Sin embargo, aún hace falta importantes avances, toda vez que el Código Electoral de 1986 es obsoleto y presenta grandes vacíos que se han ido subsanando con la Carta Política de 1991, pero insuficientes. No obstante, se hace necesario promover una reforma legal a través de la expedición de un nuevo Código Electoral, que esté a la altura de nuestros tiempos. Colombia es considerado como uno de los países más atrasados en materia de legislación electoral, basta mirar que, desde hace más de un siglo tenemos una la jornada electoral que cierra a las 4 de la tarde, como en aquellos tiempos en que debía hacerse dicho cierre, por falta de energía eléctrica (luz de velas).

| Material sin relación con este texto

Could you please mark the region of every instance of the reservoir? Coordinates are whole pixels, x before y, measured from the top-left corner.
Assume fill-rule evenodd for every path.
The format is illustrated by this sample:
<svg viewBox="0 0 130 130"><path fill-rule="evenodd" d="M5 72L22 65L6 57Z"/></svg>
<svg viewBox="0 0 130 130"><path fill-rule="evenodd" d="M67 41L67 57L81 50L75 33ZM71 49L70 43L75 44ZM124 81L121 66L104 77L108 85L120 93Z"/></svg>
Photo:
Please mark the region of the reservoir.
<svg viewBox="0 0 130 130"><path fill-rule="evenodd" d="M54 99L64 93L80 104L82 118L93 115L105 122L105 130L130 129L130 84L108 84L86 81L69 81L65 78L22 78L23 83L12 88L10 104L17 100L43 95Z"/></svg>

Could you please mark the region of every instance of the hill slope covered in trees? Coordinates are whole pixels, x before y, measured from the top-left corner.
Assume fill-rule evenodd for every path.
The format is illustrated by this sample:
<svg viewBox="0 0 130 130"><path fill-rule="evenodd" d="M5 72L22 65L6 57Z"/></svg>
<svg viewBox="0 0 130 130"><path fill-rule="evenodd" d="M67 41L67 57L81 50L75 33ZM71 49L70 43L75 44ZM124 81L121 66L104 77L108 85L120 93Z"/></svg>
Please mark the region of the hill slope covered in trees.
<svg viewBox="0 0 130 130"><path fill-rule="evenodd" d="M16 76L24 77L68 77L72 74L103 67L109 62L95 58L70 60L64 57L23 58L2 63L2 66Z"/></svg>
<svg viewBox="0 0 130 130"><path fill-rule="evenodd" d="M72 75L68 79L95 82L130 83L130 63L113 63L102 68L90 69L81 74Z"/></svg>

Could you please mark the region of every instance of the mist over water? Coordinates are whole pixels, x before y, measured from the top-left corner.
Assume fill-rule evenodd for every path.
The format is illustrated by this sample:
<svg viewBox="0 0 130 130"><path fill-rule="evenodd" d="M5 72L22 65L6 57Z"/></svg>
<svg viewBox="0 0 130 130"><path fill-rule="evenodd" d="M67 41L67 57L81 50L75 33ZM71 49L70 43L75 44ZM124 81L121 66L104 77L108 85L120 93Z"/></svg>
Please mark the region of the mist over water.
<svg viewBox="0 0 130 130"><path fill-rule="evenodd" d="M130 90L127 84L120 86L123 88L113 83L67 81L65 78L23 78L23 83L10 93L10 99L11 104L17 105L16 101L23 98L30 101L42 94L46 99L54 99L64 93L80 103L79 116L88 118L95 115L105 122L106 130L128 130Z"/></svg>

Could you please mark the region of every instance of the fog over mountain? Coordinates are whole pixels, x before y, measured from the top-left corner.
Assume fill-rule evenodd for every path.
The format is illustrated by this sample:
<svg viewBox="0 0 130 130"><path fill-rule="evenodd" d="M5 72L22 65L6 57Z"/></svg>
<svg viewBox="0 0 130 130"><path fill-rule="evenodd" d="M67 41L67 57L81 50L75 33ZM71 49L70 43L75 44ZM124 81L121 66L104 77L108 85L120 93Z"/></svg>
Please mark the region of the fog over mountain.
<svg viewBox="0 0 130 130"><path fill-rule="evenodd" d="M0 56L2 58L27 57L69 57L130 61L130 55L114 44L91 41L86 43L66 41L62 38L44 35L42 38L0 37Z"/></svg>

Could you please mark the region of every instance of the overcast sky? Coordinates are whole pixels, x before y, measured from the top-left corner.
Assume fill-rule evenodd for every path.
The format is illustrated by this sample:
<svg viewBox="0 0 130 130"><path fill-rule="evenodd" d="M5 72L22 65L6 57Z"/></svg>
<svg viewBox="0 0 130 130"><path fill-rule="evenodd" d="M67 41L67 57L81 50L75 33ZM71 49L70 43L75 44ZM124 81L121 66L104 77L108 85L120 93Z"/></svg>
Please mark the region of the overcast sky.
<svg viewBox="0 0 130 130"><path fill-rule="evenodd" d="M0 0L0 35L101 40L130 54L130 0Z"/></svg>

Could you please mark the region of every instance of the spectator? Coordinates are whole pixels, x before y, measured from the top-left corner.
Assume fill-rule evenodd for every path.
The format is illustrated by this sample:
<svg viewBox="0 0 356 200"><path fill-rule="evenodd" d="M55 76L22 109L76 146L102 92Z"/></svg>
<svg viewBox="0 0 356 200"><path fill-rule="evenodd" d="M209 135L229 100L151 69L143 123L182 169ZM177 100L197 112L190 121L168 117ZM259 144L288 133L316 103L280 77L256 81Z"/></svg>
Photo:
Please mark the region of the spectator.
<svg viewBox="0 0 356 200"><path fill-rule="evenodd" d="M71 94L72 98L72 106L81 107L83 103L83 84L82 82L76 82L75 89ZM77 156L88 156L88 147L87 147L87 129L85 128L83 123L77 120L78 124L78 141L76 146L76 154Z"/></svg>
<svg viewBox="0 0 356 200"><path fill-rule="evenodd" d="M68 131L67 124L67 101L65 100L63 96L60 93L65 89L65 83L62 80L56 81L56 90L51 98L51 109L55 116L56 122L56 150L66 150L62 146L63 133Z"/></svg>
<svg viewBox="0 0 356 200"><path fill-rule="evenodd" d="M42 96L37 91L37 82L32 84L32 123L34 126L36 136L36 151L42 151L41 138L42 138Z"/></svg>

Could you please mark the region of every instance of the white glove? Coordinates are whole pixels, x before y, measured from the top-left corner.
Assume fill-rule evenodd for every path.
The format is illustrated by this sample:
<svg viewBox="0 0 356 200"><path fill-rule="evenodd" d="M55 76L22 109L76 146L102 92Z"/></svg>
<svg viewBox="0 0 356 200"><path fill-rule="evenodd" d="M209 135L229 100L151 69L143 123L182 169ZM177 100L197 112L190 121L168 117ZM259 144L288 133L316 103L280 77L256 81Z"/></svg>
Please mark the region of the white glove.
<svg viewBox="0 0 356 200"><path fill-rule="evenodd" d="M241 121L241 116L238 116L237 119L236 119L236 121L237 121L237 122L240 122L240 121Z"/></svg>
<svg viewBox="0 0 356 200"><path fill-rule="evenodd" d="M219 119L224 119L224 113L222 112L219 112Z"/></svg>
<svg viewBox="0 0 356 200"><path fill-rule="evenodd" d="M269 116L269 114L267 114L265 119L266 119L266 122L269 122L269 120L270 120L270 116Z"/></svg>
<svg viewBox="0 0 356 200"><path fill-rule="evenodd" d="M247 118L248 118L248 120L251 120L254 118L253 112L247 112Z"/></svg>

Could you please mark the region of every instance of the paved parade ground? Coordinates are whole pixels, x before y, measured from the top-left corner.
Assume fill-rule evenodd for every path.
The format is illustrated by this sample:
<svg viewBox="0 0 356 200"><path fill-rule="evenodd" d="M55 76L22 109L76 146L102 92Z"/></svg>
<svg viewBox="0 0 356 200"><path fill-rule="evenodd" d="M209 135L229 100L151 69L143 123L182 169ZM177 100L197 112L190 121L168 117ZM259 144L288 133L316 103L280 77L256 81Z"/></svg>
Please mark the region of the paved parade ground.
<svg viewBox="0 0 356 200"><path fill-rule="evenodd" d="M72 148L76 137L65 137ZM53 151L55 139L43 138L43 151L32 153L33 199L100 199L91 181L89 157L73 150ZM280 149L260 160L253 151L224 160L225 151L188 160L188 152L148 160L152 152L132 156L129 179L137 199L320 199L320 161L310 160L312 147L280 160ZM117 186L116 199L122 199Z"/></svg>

El nuevo código, propone justamente esos cambios estructurales; planteando la posibilidad de tener una jornada electoral más amplia, permitiendo que las personas dispongan de mayor tiempo para ejercer su derecho al sufragio. Este, será además un código que brinde garantías en equidad de género, aumentando al 40% la cuota de participación de la mujer en los distintos cargos de elección popular, definiendo a favor de la misma, los casos de empate en el conteo de votos, y ampliando las causales que definen la violencia política contra la mujer.

Además, entre los diferentes estímulos a las personas que participen de la contienda electoral –con el fin de evitar la abstención– estarán: la prioridad al votante para acceder a subsidios de vivienda, o becas educativas; transporte gratuito el día de las elecciones por parte del Estado, y no del político que ofrezca estos mecanismos de movilidad, la creación de más puestos de votación para garantizar mayor participación sin colas interminables en las urnas, así como la extensión a una jornada laboral completa para quienes voten.

Por otra parte, con la implementación del voto mixto se reducirá notablemente la gran cantidad de votos nulos, toda vez que haciendo uso de la tecnología biométrica se garantizará que la persona que asista a las urnas, sea realmente el titular del derecho político. De igual manera, este mecanismo evitará el fraude que cometen muchos jurados anulando votos válidos, toda vez que el elector depositará en la urna, el voto impreso sin que haya lugar a ninguna tacha o alteración del tarjetón.

Otra innovación que traerá el nuevo código será la inscripción en el censo electoral, en el sentido que el ciudadano le indicará al organismo electoral el lugar donde quiere votar de conformidad con sus intereses y derechos políticos. El censo electoral, además será, utilizado para determinar la ubicación de los jurados de votación, lo que permite que la designación de los funcionarios para este menester, no sea definida por las oficinas de recursos humanos de las diferentes entidades, lo cual se prestaba para fines politiqueros y clientelistas.

Uno de los grandes desafíos que tendrá que enfrentar la nueva legislación electoral, será combatir la trashumancia. Es sumamente delicado y nefasto para nuestra democracia que, en cada contienda electoral terminen votando centenares de personas en otras regiones con las cuales no tienen ningún nexo; y ni qué decir de las personas que han fallecido y que a menudo resucitan en tiempo de elecciones para ejercer el voto.

En consecuencia, el extenso articulado del nuevo código electoral contemplará una gama de probabilidades para garantizar la participación del grueso de los votantes, lo que a la postre fortalece la democracia. El proyecto bajo estudio, es el resultado de un profundo análisis y consenso interinstitucional, en el que se han identificado las principales falencias de la actual legislación, con el fin de subsanar las mismas.

Hoy, el país cuenta con poco más de 36 millones de ciudadanos habilitados para votar, y esto nos obliga como Estado a usar la tecnología para hacer más efectivos y transparentes los procesos electorales. El voto anticipado, el voto electrónico mixto en puesto de votación, el voto remoto o digital, son medidas que seguramente van a agilizar la participación democrática de los colombianos, y pondrán a nuestro país a la vanguardia en esta materia.

Es hora de salir del retraso electoral, evitar el fraude, y fortalecer la democracia. Dicho todo esto; ¿por qué negarnos al cambio?